George Clooney Knows Why He Wasn't Asked To Reprise Batman In The Flash

When you star in a film as disastrous as Joel Schumacher's 1997 fiasco "Batman & Robin," you've got to have a sense of humor about the whole ordeal ... that is, if you survive it. George Clooney, who was the fourth and final Caped Crusader of the phase launched by Tim Burton's "Batman" in 1989, did ultimately make his mark as a movie star in Steven Soderbergh's "Out of Sight" and David O. Russell's "Three King," which has allowed him to self-deprecatingly boast over the last few decades that he was the man who killed the franchise.

The truth of the matter is that Warner Bros. did the series in by rushing the film into production after the success of 1995's "Batman Forever." Schumacher, who'd just completed "A Time to Kill," lacked the time to develop a serviceable story with screenwriter Akiva Goldsman, so they basically made the film up as they went along. Schumacher also created quite a stir amongst the fanboys by putting nipples on Clooney's Batsuit. The movie never stood a chance — nor, despite his high-wattage charm as Bruce Wayne, did Clooney.

Clooney, however, is a stand-up guy, so he's absolved his collaborators of their creative sins and shouldered the blame for the film's flame out. This means his feelings weren't hurt when WB and director Andy Muschietti didn't reach out for a cameo appearance as Batman in "The Flash."

The man who killed Batman... briefly

During a 2015 interview on "The Graham Norton Show," the host registered surprise that George Clooney had apologized to a packed Hall H at that year's San Diego Comic Con for having made "Batman & Robin." "I always apologize for 'Batman & Robin,'" said Clooney.

He's not joking, and he's still firing off those mea culpae. For example, in 2021, when Variety's Mark Malkin asked if Clooney might turn up in "The Flash," Clooney dashed these hopes in classic, self-effacing fashion:

"They didn't ask me. When you destroy a franchise the way I did, usually they look the other way when 'The Flash' comes by."

When asked in 2019 by Vulture's Andrew Goldman about Clooney's willingness to take the rap for "Batman & Robin," Joel Schumacher declined to pin the film's failure on his star. "Well, you know, that's very George," he explained. "First of all, Batman has survived since 1939 — we're the same age. Nothing has ever stopped Batman."

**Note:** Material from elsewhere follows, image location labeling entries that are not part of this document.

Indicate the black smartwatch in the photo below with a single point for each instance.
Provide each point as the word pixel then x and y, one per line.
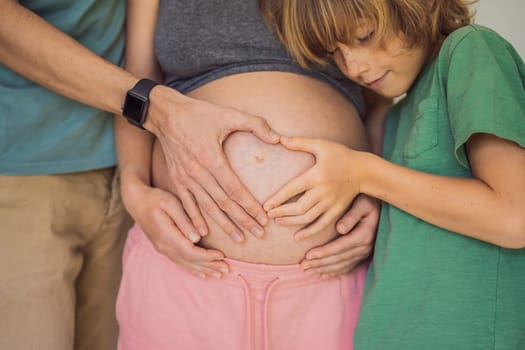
pixel 135 107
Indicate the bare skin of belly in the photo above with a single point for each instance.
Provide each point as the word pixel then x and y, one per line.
pixel 294 105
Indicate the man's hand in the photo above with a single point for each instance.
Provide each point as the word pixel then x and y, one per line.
pixel 358 227
pixel 191 133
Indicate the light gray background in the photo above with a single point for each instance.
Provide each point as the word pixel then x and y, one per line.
pixel 505 17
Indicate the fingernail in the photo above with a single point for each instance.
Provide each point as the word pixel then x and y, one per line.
pixel 257 232
pixel 262 219
pixel 237 237
pixel 194 237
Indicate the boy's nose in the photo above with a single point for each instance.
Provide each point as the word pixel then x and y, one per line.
pixel 356 63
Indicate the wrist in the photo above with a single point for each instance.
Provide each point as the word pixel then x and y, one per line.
pixel 163 101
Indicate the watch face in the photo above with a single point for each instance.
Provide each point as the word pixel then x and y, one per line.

Schumacher was, of course, right. After an eight-year hiatus from the big screen, Christopher Nolan revitalized the franchise with "Batman Begins." His trilogy earned well over $2 billion worldwide, and, after the unfortunate hiccup of Zack Snyder's DC run, the character is now under the steady guidance of Matt Reeves. George Clooney is a capable man, but killing Batman? Not happening.